Speaker
Description
Celeritas is a Monte Carlo (MC) detector simulation library that exploits current and future heterogeneous leadership computing facilities (LCFs). It is specifically designed for, but not limited to, High-Luminosity Large Hadron Collider (HL-LHC) simulations. Celeritas implements full electromagnetic (EM) physics, supports complex detector geometries, and runs on CPUs and Nvidia or AMD GPUs. Celeritas provides a simple interface to integrate seamlessly with Geant4 applications such as CMSSW and ATLAS FullSimLight.
Using EM-only benchmark problems, we show that one A100 GPU is equivalent to 32-240 EPYC CPU cores on the Perlmutter supercomputer. In a test beam application using the ATLAS tile calorimeter geometry and full hadronic physics simulated by Geant4, offloading EM particles to Celeritas results in a 3x overall speedup on GPU and 1.2x on CPU.

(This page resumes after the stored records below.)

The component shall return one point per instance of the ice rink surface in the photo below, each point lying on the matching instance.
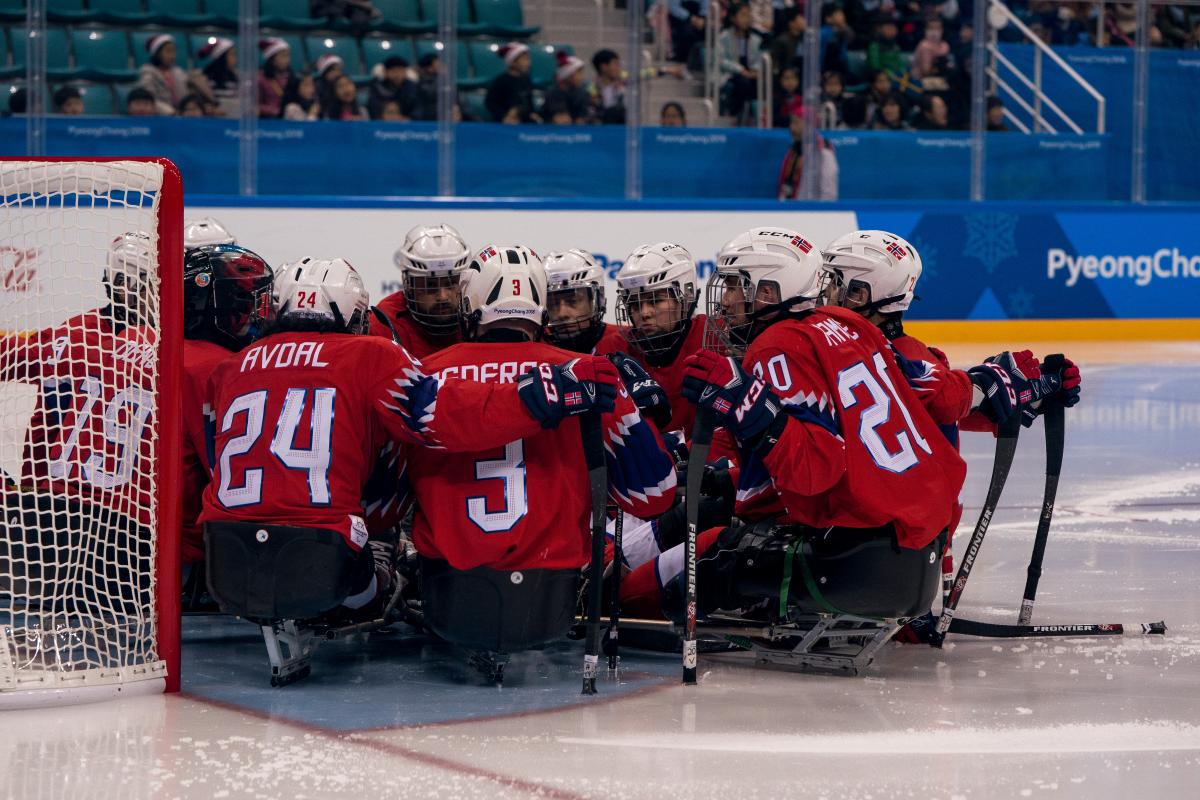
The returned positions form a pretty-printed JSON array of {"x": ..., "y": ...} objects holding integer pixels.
[{"x": 1096, "y": 719}]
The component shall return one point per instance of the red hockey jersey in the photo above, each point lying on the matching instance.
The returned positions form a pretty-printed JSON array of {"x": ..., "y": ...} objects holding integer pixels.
[
  {"x": 413, "y": 337},
  {"x": 859, "y": 450},
  {"x": 90, "y": 434},
  {"x": 301, "y": 420},
  {"x": 201, "y": 358},
  {"x": 526, "y": 504}
]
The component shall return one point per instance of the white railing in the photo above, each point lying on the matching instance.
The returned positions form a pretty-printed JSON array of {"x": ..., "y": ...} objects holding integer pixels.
[{"x": 999, "y": 16}]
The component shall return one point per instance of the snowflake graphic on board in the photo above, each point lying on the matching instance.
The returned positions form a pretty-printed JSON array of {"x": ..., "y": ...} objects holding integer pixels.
[
  {"x": 1020, "y": 302},
  {"x": 991, "y": 239}
]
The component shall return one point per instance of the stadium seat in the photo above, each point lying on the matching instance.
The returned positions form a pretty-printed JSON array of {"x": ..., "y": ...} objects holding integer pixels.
[
  {"x": 123, "y": 12},
  {"x": 288, "y": 13},
  {"x": 69, "y": 11},
  {"x": 57, "y": 65},
  {"x": 342, "y": 46},
  {"x": 102, "y": 54},
  {"x": 405, "y": 17},
  {"x": 180, "y": 12},
  {"x": 377, "y": 49},
  {"x": 503, "y": 18}
]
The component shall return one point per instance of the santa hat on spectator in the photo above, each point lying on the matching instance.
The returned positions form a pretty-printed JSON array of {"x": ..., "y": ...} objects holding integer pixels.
[
  {"x": 215, "y": 48},
  {"x": 156, "y": 43},
  {"x": 325, "y": 61},
  {"x": 511, "y": 52},
  {"x": 568, "y": 65},
  {"x": 270, "y": 47}
]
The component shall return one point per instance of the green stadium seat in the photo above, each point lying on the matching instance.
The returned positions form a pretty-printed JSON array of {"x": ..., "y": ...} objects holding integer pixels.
[
  {"x": 503, "y": 18},
  {"x": 291, "y": 14},
  {"x": 102, "y": 54},
  {"x": 69, "y": 11},
  {"x": 127, "y": 12},
  {"x": 342, "y": 46},
  {"x": 377, "y": 49},
  {"x": 403, "y": 17},
  {"x": 180, "y": 12},
  {"x": 58, "y": 67}
]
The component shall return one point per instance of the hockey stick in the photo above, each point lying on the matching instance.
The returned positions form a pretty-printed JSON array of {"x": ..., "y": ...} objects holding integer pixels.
[
  {"x": 598, "y": 479},
  {"x": 612, "y": 644},
  {"x": 991, "y": 630},
  {"x": 1006, "y": 449},
  {"x": 701, "y": 440},
  {"x": 1055, "y": 426}
]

We will present the current capabilities, focusing on performance results including recent optimization work, power efficiency, and throughput improvement.
References
https://indico.jlab.org/event/459/contributions/11818/
Significance
Heterogeneous architectures are increasingly more common, particularly within the TOP500 systems. LHC experiments such as ATLAS and CMS spend a significant amount of their computing budget on detector simulation traditionally done on CPUs. With the upcoming HL-LHC, the data complexity and quantity will significantly increase, challenging the current simulation software. This work will enable experiments to use GPUs for detector simulations.